A sustentável leveza do campo

A cabeça pesada, as costas a doer, os pés apertados numas sandálias que não apertam mas que não as havaianas que usei nas últimas três semanas, o vestido que não é formal mas também não é de ir à praia ou de andar no campo, despreocupada com tudo, o cabelo despenteado escondido com um lenço, o sol a queimar-me a cara, o filho a saltar à minha volta, poder deixá-lo correr à vontade, a praia, as ervas para arrancar, a enxada, até isso parece fácil agora que regressei ao trabalho. É o que as férias têm de muito mau - o regresso. E o tempo que levamos a esquecer que as tivemos, coisa que deve acontecer entre amanhã e depois. 

Não sei se será bem das férias, se da vida que levamos na cidade, não sei se o ar por aqui é mais pesado, mas por aqui parece que me custa mais fazer as coisas. Levo comigo quilos - daqueles antigos, de pesar a fruta e os legumes - sempre que tenho de ir ao supermercado e à mercearia, tudo me custa, parece que tudo faz falta, vou porque preciso de duas coisas e trago 20, tal é o sacrifício de andar ali metida, confusão de carrinhos, de vozes, de músicas, de gente de ar cansado, de mim saturada e ar de enfado, a vontade de chegar depressa a casa. 

Se tivesse de ponderar os pós e os contras, dificilmente iria viver de vez para o campo. É o que sucede com a hipótese de ser "mãe a tempo inteiro". Tenho a certeza de que não me sobraria tempo, de que teria o dia todo ocupado, admiro imenso as mulheres que são, mas pesados todos os prós e os contras, acho que não conseguiria. Mas algo existe de errado nesta nossa vida em que parece que andamos sempre a correr, em que o tempo nunca chega para tudo, tanta roupa, tanta pose para nada. Cada vez mais gente se muda para o campo, a internet realmente permite que trabalhemos em praticamente qualquer lugar, a nostalgia que por aí abunda também está relacionada com isto, tanto andámos, tanto julgámos ser capazes de fazer que agora olhamos para trás e vemos as vantagens de ter a família por perto, nem que seja a buzinar-nos nos ouvidos. Poder deixar o miúdo e ir arejar, ir visitar o avô, dar atenção à avó, até suspirar porque as conversas não nos interessam, o tempo está assim e diz que amanhã vai mudar, mas aquelas nuvens mostram outra coisa, fulaninho que fez aquilo e aqueloutro, no meu tempo é que era, deixa o menino, ralha ao menino, ai que menino, parece que está sempre tudo e errado mas elas estão ali para ajudar, e ajudam muito.

Os mais velhos falam de tudo como se não falassem de nada.

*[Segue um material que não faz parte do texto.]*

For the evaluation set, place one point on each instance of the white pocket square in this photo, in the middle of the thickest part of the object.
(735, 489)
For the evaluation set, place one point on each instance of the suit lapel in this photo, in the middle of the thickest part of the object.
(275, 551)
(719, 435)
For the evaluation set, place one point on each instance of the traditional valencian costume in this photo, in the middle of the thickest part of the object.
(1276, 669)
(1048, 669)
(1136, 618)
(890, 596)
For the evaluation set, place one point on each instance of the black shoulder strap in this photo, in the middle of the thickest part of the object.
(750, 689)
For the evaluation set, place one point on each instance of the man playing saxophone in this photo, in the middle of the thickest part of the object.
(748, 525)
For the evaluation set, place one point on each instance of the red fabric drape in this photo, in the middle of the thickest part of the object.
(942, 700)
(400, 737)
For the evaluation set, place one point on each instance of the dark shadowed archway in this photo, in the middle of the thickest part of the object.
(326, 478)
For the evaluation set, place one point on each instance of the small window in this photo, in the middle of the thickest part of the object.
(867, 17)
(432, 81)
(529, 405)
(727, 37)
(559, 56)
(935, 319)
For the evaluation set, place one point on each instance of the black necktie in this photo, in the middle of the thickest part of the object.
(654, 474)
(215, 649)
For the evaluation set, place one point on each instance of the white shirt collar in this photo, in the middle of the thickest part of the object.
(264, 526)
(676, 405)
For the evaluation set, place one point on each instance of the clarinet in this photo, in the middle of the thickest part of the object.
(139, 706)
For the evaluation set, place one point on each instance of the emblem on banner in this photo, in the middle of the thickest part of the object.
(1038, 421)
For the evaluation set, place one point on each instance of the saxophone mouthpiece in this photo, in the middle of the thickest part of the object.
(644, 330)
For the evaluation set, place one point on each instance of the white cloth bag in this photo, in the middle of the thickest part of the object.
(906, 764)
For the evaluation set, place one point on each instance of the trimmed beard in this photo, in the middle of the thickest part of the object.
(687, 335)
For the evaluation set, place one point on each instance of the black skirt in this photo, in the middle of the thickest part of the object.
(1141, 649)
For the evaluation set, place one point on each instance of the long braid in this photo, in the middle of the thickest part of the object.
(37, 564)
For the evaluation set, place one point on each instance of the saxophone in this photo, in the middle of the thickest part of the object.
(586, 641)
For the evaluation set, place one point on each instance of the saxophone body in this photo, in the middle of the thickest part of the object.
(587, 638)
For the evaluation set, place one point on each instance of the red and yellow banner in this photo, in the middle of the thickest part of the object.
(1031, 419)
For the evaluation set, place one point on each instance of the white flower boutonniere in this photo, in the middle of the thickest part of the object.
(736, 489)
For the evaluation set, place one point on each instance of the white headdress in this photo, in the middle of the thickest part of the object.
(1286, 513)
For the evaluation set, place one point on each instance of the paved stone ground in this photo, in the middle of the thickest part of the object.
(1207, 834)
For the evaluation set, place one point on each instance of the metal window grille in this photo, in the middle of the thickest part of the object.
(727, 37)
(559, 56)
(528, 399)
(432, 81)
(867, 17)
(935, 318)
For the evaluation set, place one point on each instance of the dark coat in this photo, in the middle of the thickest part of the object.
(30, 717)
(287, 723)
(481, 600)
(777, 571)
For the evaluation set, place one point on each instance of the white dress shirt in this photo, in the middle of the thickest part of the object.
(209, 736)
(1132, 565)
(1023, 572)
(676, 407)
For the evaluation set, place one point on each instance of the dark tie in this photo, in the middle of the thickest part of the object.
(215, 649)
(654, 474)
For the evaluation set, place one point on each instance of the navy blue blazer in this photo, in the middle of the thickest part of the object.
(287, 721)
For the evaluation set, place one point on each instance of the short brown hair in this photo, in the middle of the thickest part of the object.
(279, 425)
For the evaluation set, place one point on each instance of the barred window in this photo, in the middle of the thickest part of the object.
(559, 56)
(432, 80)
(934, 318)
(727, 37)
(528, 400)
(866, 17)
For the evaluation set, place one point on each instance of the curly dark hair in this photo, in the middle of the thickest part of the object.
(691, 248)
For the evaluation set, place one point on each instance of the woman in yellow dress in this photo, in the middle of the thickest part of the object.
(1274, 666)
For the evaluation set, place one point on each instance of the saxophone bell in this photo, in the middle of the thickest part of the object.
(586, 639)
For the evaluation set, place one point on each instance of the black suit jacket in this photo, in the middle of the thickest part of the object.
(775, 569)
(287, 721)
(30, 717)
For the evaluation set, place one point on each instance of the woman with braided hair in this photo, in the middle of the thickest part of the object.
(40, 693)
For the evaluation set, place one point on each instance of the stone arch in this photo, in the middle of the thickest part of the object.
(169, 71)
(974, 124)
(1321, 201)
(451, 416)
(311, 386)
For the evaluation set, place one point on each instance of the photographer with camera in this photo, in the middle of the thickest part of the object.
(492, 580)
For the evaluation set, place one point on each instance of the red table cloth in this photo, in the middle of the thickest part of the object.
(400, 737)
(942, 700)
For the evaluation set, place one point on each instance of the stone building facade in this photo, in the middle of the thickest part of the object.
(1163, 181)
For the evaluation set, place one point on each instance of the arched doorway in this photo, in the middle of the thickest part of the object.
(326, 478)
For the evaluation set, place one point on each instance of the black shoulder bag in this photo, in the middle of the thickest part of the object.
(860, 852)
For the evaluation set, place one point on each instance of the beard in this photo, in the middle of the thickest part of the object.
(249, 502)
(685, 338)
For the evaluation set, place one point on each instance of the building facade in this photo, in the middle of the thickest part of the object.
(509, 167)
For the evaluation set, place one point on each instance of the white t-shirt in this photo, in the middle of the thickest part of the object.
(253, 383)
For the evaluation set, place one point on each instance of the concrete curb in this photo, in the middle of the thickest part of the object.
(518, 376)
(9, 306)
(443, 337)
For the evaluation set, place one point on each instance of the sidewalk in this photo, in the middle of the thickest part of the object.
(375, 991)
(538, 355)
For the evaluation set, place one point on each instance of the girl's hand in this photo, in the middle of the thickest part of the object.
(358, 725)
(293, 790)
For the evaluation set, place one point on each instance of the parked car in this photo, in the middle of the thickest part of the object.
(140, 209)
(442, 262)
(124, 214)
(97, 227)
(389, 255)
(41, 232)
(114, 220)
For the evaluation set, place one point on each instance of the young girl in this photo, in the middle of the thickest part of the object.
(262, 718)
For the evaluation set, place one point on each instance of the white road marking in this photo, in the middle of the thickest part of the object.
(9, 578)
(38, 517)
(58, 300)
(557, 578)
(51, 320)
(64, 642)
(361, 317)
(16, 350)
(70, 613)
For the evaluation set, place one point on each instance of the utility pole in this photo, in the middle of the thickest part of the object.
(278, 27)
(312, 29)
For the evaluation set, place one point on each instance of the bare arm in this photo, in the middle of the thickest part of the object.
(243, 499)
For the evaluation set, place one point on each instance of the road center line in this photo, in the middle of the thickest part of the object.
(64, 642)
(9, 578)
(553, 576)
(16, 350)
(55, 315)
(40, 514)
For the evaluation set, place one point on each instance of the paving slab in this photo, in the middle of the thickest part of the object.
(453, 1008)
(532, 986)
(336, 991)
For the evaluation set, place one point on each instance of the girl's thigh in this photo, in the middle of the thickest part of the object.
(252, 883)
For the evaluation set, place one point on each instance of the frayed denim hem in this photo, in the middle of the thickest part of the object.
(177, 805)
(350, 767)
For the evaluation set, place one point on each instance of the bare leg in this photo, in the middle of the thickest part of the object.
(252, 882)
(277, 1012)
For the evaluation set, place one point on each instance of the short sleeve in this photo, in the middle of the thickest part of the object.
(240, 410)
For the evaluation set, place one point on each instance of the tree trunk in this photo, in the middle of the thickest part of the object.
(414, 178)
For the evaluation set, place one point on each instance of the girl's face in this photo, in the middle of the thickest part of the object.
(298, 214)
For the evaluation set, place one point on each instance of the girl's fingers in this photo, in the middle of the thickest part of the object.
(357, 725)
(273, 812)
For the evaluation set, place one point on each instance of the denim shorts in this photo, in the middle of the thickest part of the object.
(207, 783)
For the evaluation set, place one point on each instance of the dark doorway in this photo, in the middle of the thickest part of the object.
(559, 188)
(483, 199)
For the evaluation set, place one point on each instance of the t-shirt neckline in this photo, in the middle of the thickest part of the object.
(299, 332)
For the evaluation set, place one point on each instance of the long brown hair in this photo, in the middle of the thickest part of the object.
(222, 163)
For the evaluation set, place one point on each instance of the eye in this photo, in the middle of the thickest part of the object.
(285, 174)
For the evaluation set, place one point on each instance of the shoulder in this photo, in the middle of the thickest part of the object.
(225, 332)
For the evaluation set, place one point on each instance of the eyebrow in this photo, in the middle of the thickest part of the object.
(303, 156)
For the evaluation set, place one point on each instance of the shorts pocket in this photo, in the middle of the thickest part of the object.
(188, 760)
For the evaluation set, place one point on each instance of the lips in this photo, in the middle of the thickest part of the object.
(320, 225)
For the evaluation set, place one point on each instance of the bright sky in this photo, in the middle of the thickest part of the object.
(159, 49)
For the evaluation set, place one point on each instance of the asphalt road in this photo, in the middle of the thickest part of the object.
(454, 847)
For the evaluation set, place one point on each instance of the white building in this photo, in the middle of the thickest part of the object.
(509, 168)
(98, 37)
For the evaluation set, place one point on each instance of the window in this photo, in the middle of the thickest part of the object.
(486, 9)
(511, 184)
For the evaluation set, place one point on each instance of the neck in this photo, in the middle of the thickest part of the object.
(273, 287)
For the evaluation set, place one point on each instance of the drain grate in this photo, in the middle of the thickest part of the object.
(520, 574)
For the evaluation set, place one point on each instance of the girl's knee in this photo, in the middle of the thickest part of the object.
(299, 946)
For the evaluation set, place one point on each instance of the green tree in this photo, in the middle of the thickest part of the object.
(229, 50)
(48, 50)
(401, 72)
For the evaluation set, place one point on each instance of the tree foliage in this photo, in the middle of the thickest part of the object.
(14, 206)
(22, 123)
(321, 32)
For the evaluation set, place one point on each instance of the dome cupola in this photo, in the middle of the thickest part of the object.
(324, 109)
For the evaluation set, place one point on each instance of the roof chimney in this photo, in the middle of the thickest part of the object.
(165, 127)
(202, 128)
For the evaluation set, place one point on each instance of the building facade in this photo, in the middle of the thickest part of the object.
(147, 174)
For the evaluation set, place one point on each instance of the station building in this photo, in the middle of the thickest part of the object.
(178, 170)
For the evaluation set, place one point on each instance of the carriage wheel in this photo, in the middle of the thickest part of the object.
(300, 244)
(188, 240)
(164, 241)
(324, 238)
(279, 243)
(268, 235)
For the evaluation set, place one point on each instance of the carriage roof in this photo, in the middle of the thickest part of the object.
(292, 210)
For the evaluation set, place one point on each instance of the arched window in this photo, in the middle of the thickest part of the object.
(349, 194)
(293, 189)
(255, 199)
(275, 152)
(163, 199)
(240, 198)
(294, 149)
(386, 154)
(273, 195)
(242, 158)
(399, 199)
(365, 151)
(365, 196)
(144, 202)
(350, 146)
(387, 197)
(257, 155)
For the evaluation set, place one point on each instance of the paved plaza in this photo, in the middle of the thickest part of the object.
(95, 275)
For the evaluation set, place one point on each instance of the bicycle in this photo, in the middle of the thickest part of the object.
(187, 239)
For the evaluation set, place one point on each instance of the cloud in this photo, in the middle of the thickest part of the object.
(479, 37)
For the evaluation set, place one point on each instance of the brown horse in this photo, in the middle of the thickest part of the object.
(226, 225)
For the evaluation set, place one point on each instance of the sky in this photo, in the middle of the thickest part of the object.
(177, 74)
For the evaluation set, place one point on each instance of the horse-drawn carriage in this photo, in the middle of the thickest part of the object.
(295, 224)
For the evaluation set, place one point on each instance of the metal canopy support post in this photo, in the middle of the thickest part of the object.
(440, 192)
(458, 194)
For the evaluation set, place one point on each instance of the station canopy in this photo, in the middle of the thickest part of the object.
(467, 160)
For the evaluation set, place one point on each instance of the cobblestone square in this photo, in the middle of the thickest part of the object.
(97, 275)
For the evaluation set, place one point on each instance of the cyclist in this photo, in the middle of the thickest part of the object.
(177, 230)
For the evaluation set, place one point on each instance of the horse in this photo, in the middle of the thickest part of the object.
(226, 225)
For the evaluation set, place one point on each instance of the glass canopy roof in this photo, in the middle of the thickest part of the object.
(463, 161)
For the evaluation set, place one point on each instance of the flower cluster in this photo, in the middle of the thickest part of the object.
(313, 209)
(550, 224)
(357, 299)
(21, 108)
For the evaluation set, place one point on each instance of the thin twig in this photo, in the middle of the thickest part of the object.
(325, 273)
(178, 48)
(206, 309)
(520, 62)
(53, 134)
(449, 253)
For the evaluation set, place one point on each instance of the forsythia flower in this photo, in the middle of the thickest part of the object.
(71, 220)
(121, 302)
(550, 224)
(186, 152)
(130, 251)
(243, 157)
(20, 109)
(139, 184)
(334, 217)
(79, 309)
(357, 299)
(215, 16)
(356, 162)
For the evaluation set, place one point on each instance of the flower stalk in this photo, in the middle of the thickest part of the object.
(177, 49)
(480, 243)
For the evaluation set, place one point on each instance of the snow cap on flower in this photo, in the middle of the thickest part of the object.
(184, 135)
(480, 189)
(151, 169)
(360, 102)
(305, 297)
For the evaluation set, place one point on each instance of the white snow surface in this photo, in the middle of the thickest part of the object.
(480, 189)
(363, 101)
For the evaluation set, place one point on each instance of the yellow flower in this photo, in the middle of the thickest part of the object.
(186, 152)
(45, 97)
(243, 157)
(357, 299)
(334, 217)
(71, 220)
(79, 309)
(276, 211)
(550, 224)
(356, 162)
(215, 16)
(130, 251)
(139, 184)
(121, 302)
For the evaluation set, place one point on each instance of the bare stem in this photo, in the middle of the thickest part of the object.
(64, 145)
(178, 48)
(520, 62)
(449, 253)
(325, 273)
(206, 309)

Nós complicamos. Falamos de nós, dos nossos projetos, das nossas ideias, das nossas ambições e frustrações. Sempre nós. No fundo talvez o mesmo vazio das conversas na soleira da porta, ai as costas que doem, a mim também e tenho 36, antes me doessem mais os braços de andar com a enxada nos braços, ao menos assim era justificado, e no fim aquele cansaço bom, os músculos moídos e doridos, cair na cama e não pensar em nada. Acordar no dia seguinte sem planos, apenas andando ao sabor da meteorologia e do que apetece, nada de compromissos, pensar apenas no imediato, apanhar as peras que já estão maduras, podar os ramos velhos, tomar banho de mangueira porque está calor, não ter decisões difíceis para tomar, a cabeça fresca sem precisar de apontar tudo no telemóvel para não esquecer, como se fosse o cérebro de um pardalito esquecido, andar sem pensar, apenas fazer.